Конечно, до и помимо Гончарова многие режиссеры умели ставить зрелищные темпераментные полотна с массовыми народными манифестациями, воплями отчаяния и громкого ликования, но у Гончарова театральный пожар начинался всегда не на сценическом планшете, а в недрах человеческого сознания, где-то там, в отдаленных лабиринтах человеческой психики. Музыка у Гончарова рождалась не в оркестровой яме, а в позвоночнике у артиста. Она звучала там, даже когда на сцене господствовала полнейшая тишина. Я всегда ощущал эту нервную гончаровскую вибрацию даже при абсолютной статике.
Гончаров утвердил на нашей сцене стихию Атаки. Независимо от эпохи и стилистической первоосновы драматургического материала в его спектаклях всегда что-то воспламеняется, взрывается, ниспровергается в бездну и взмывает ввысь в заоблачные дали, вопреки законам гравитации и аэродинамики. В нем сидит какое-то веселое безрассудство, без которого, вероятно, не может существовать живой русский театр. Это желание пробить лбом стену проявляется уже на первых репетициях, и оно мне не просто нравится — я поклоняюсь этому древнему человеческому намерению. Гончаров всю жизнь оставался и остается верным первозданному творческому неистовству.
Пропахший всеми запахами человеческого горя, 1941 год вооружил добровольца Гончарова саблей, посадил на коня, и он поскакал останавливать танковые армады самого грозного врага нашего Отечества. Он заглянул смерти в лицо, был тяжело ранен, но характера своего не перестроил. Я наблюдал его в гневе, но никогда не видел сумрачным или унылым.
Когда в 1968 году Андрей Александрович Гончаров застал меня над обломками моих спектаклей, это его, по-моему, очень развеселило, и он предложил мне название, как нельзя более отвечавшее текущему моменту в моей биографии, — «Разгром».
Книга Александра Фадеева не касалась тем театральных, но учила людей мужеству, всех людей, без исключения, в том числе и режиссеров. Андрей Александрович позвал меня ставить в его театре этот спектакль, может быть, и не думая всерьез о воспитательном эффекте, но воспитательный эффект имел место по отношению ко многим людям, втянутым в смелое предприятие. Уцелев и обретя после «Разгрома» неторопливую уверенность в великолепии и мощи нашей профессии, я уже не был похож на того человека, что дергался и комплексовал по поводу каждой служебной неприятности. С 1970 года, когда на сцене Московского театра имени Вл. Маяковского появился фадеевский «Разгром» в моей постановке, — с этого года меня уже ничем нельзя было напугать.
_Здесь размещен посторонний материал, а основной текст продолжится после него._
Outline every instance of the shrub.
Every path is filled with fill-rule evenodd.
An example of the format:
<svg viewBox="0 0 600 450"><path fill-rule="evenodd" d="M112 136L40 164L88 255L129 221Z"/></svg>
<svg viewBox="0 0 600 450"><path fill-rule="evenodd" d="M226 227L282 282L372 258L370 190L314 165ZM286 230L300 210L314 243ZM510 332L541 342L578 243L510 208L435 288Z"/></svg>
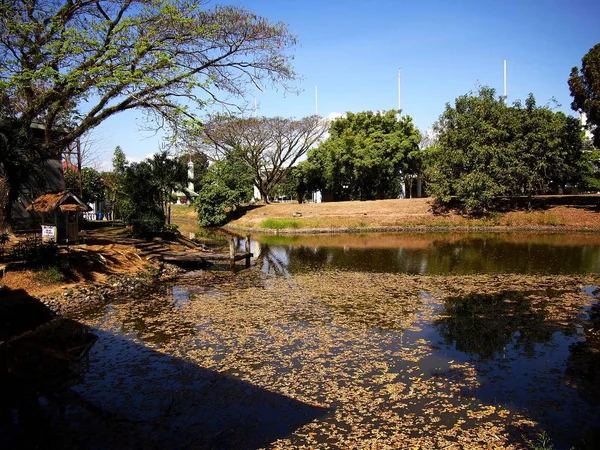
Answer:
<svg viewBox="0 0 600 450"><path fill-rule="evenodd" d="M56 243L42 242L39 237L27 237L15 244L10 257L15 260L27 261L33 265L52 265L58 259Z"/></svg>
<svg viewBox="0 0 600 450"><path fill-rule="evenodd" d="M163 231L163 219L151 213L141 214L131 220L134 236L149 238Z"/></svg>

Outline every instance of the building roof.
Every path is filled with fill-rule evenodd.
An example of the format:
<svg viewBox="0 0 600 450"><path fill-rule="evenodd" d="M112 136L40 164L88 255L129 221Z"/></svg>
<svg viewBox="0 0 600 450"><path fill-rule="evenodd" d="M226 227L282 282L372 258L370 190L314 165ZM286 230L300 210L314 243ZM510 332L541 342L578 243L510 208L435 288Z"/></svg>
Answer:
<svg viewBox="0 0 600 450"><path fill-rule="evenodd" d="M79 197L69 191L40 195L27 207L27 211L35 211L42 214L50 213L56 209L61 211L91 210Z"/></svg>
Не так чтобы уж совсем ничего не боялся, но уже не вздрагивал при каждом критическом «выстреле» в свой адрес.
Я начал работу с тщательного изучения романа. Изучение было безрадостным в том смысле, что я не обнаружил в нем никакой драматургической структуры. Первая помощь пришла от драматурга Иосифа Леонидовича Прута в виде старой инсценировки, сделанной им еще в довоенные годы. Я посчитал возможным использовать некоторые находки И. Л. Прута, и вскоре мы договорились о совместной работе над новой сценической версией. Однако я довольно долго пребывал в нерешительности, пока не почувствовал (не услышал) какую-то подспудную музыку, спрятанную, как мне показалось, глубоко в теле фадеевской прозы. Как правило, мне сперва надо ощутить эту самую музыку будущего спектакля, его эстетическую формулу, какой-то стилистический признак. На первой рабочей стадии он, этот самый признак, может быть достаточно формальным, но форма — я уже не раз так или иначе повторял, — форма, формообразующее начало в театре не есть оболочка, но способ движения и созидания.
Мое театральное сочинение на тему фадеевского «Разгрома» начало выстраиваться достаточно бурно с того момента, когда я обратил пристальное внимание на некоторые имена фадеевских героев: Метелица, Морозка, Суховей-Ковтун… Мне почудилось здесь что-то былинное, показалось, что молодой Фадеев намеренно вносил в свою прозу некую глубоко поэтическую словесную вязь. Мечик, Кубрак — имена со звонкой, даже агрессивной фонетикой. По-моему, это преднамеренный уход от быта, поиск иных, музыкальных закономерностей и звучаний. Даже Левинсон — одна фамилия без имени — тоже по-своему музыкальна и выразительно контрастирует с некоторыми другими именами.
Горькому ведь тоже нужен был зачем-то герой Данко, а не, скажем, Петр Петрович — смелый человек, хорошо ориентирующийся на местности и могущий вывести коллектив в безопасное место.